La partita di coca valutata 21 milioni di euro era in un container proveniente dal sud America, precisamente da Guayaquil, una cittadina dell'Ecuador. La sostanza stupefacente era stata caricata nelle stesse cassette di legno che contenevano un enorme carico di banane.

I narcotrafficanti hanno fortunatamente perso il loro carico quando la guardia di finanza, con gli uomini dal comando provinciale di Reggio Calabria e dell'Ufficio Antifrode dell'Agenzia delle Dogane, è riuscita ad identificare il container e a sequestrarlo nel porto di Gioia Tauro.

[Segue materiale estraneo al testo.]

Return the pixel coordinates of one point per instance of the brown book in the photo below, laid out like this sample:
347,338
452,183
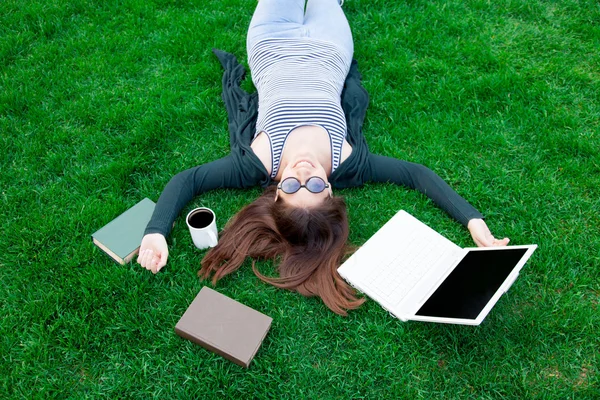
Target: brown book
224,326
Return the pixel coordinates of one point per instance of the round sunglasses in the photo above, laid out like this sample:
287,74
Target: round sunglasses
291,185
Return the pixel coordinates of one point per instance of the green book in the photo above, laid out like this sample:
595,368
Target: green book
121,237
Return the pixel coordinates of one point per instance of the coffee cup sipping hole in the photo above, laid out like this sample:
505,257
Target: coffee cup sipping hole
200,218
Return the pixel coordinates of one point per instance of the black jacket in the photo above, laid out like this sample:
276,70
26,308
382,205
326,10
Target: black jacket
242,168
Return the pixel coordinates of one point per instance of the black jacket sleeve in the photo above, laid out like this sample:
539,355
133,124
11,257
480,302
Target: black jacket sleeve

L'operazione è stata coordinata della DDA di Reggio Calabria.

Il carico di banane contenente cocaina è stato scoperto dopo una lunga indagine effettuata utilizzando dei controlli incrociati sui documenti che provano la provenienza della merce e delle sofisticatissime apparecchiature scanner con le quali sono stati letteralmente scannerizzati i container di provenienza sospetta. Per fare una battuta, si può dire che la forma facilmente riconoscibile della merce di accompagnamento della coca, cioè le banane, ha decisamente aiutato gli investigatori a riconoscere i pacchetti quadrati contenenti la polvere bianca.

La sostanza era destinata al mercato clandestino dell'Italia settentrionale e al nord Europa e, una volta venduta, avrebbe fruttato 21 milioni di euro.

Si tratta quindi di un duro colpo al business dei narcotrafficanti sudamericani, che avranno molte difficoltà a far passare la coca dalla dogana. Dall'inizio del 2014, infatti, la collaborazione fra la guardia di finanza e la Agenzia delle Dogane ha portato a sequestrare e distruggere 900 chili di coca.

Il carico sequestrato a Gioia Tauro è già stato distrutto, prima ancora di diffondere la notizia di cronaca dell'operazione, in un apposito inceneritore.